The most expensive debt on your credit card will always be paid off first. If you can't pay the whole balance off, you'll usually have to pay at least a minimum payment.

How to pay off $10,000 credit card debt?

Here are four of the fastest ways to pay off $10,000 in credit card debt:
  1. Take advantage of credit card debt forgiveness.
  2. Consider credit card debt consolidation.
  3. Use your home equity.
  4. Ask your lenders about financial hardship programs.

What has the highest impact on your credit score?

Payment history is the most important factor in maintaining a higher credit score as it accounts for 35% of your FICO Score. FICO considers your payment history as the leading predictor of whether you'll pay future debt on time.

Which is the best strategy for paying your credit card bill?

Use the debt snowball method

In order to use this method, list all of your credit card debts from lowest balance to highest balance. Now start concentrating on wiping out the credit card with the lowest balance while still making the minimum payments on the other cards. The point of this strategy is to build momentum.

How many credit cards should I have?

It's generally recommended that you have two to three credit card accounts at a time, in addition to other types of credit. Remember that your total available credit and your debt to credit ratio can impact your credit scores.
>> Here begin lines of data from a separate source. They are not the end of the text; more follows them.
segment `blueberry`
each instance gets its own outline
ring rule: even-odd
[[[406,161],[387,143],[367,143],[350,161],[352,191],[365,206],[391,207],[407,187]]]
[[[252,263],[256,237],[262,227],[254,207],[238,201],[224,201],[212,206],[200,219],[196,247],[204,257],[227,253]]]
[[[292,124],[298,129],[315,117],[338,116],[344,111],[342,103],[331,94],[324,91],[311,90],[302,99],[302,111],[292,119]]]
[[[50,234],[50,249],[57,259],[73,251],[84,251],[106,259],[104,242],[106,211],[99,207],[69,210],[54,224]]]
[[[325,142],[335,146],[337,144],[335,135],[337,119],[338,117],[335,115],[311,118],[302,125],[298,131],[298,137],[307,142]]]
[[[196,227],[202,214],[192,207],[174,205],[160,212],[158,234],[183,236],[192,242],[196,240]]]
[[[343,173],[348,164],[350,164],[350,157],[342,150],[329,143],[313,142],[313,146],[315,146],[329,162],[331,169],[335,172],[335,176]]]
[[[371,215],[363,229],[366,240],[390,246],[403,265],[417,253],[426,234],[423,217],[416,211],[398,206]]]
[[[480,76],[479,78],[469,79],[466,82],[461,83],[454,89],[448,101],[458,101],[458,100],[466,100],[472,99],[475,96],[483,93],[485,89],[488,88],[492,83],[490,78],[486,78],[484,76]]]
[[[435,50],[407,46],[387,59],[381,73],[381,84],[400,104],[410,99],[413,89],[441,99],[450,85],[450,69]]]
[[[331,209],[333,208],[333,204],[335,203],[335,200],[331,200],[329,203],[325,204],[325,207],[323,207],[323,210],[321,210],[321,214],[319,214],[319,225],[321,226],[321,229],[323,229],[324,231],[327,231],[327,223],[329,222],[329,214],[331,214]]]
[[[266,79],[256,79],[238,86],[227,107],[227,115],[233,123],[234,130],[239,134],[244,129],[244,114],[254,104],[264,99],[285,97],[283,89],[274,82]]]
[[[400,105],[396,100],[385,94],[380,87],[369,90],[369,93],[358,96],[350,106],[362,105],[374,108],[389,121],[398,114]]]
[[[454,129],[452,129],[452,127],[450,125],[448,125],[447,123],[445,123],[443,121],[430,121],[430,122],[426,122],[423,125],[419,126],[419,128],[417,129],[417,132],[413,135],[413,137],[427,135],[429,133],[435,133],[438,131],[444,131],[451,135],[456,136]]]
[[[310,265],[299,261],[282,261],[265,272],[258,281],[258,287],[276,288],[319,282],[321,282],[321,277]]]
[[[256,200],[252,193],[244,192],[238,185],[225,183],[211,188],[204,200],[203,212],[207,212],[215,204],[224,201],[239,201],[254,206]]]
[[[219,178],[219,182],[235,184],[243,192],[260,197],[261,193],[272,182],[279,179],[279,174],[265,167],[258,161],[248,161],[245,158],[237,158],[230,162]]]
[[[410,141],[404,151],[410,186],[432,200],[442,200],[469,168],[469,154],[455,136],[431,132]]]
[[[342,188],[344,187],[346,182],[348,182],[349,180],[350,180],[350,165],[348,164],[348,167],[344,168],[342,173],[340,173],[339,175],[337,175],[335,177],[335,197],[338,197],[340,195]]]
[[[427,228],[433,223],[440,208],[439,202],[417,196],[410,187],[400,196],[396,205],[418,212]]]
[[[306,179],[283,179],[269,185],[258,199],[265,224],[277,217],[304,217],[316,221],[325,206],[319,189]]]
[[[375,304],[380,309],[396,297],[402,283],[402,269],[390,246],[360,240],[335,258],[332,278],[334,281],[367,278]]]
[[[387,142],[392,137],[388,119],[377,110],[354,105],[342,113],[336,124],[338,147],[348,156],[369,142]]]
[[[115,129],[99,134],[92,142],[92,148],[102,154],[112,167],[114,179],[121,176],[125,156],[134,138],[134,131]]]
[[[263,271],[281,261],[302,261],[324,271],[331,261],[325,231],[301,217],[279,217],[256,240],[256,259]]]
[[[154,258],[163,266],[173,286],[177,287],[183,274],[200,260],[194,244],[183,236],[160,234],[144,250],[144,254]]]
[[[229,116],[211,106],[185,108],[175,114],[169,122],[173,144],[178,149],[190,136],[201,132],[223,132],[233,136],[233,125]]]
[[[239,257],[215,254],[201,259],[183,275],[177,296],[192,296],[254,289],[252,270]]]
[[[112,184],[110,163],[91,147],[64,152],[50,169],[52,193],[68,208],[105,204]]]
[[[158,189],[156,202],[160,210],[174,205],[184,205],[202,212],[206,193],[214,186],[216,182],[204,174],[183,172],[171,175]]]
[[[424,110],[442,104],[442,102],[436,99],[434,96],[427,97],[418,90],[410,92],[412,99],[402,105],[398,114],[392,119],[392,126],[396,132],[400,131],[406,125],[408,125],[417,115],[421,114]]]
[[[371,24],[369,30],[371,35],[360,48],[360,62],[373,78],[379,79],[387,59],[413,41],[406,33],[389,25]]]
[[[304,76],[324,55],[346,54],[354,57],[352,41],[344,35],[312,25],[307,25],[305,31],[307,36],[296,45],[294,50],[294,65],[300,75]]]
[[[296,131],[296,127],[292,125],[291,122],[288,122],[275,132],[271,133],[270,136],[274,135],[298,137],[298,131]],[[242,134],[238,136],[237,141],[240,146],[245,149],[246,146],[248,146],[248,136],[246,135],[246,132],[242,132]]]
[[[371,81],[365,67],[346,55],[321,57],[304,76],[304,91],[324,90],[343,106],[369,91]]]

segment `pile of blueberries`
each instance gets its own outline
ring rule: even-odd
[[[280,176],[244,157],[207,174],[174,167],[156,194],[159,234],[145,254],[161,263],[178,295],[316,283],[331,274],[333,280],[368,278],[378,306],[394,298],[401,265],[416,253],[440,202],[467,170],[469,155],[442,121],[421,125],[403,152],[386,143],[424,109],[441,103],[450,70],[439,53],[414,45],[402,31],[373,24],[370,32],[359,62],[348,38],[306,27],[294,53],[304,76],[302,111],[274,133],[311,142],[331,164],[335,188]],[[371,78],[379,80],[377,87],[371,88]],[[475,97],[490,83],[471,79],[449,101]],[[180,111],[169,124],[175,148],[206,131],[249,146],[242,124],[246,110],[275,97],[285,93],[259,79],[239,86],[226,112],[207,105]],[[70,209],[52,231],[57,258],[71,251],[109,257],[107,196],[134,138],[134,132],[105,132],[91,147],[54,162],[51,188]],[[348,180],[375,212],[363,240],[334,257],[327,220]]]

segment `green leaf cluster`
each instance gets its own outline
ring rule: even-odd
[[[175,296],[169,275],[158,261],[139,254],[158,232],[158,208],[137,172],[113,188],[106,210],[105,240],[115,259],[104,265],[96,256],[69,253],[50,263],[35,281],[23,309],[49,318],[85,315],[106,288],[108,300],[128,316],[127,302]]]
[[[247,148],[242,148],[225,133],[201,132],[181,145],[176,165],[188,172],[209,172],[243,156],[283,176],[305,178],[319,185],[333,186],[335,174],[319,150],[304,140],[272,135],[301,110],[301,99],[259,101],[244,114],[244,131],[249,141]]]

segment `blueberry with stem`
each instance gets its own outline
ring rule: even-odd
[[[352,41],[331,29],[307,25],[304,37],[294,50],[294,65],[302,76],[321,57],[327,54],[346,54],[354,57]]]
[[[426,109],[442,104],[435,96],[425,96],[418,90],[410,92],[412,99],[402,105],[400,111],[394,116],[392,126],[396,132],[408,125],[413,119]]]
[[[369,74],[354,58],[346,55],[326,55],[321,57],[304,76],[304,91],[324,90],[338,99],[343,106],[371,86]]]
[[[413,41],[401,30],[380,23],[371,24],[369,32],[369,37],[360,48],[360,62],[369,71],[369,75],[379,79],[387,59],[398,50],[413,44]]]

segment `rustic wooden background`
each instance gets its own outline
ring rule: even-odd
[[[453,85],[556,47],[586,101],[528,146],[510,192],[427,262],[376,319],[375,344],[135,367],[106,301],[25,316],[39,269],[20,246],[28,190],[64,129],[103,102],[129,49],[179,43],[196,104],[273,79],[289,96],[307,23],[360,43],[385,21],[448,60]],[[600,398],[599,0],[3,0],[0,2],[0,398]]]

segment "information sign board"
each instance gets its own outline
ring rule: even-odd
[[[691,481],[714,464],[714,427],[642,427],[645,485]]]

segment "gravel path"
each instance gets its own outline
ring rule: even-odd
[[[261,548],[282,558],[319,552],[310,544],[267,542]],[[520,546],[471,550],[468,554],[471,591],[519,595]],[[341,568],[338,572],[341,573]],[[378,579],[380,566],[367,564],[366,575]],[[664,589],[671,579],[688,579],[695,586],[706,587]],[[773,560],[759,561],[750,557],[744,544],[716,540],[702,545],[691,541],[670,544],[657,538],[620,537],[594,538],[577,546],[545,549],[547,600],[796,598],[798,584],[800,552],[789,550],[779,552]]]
If you have more than three credit cards, it may be hard to keep track of monthly payments.

How to get 800 credit score?

Making on-time payments to creditors, keeping your credit utilization low, having a long credit history, maintaining a good mix of credit types, and occasionally applying for new credit lines are the factors that can get you into the 800 credit score club.

Is 650 a good credit score?

A FICO® Score of 650 places you within a population of consumers whose credit may be seen as Fair. Your 650 FICO® Score is lower than the average U.S. credit score. Statistically speaking, 28% of consumers with credit scores in the Fair range are likely to become seriously delinquent in the future.

How fast can I add 100 points to my credit score?

Here are 10 ways to increase your credit score by 100 points - most often this can be done within 45 days.
  • Check your credit report. ...
  • Pay your bills on time. ...
  • Pay off any collections. ...
  • Get caught up on past-due bills. ...
  • Keep balances low on your credit cards. ...
  • Pay off debt rather than continually transferring it.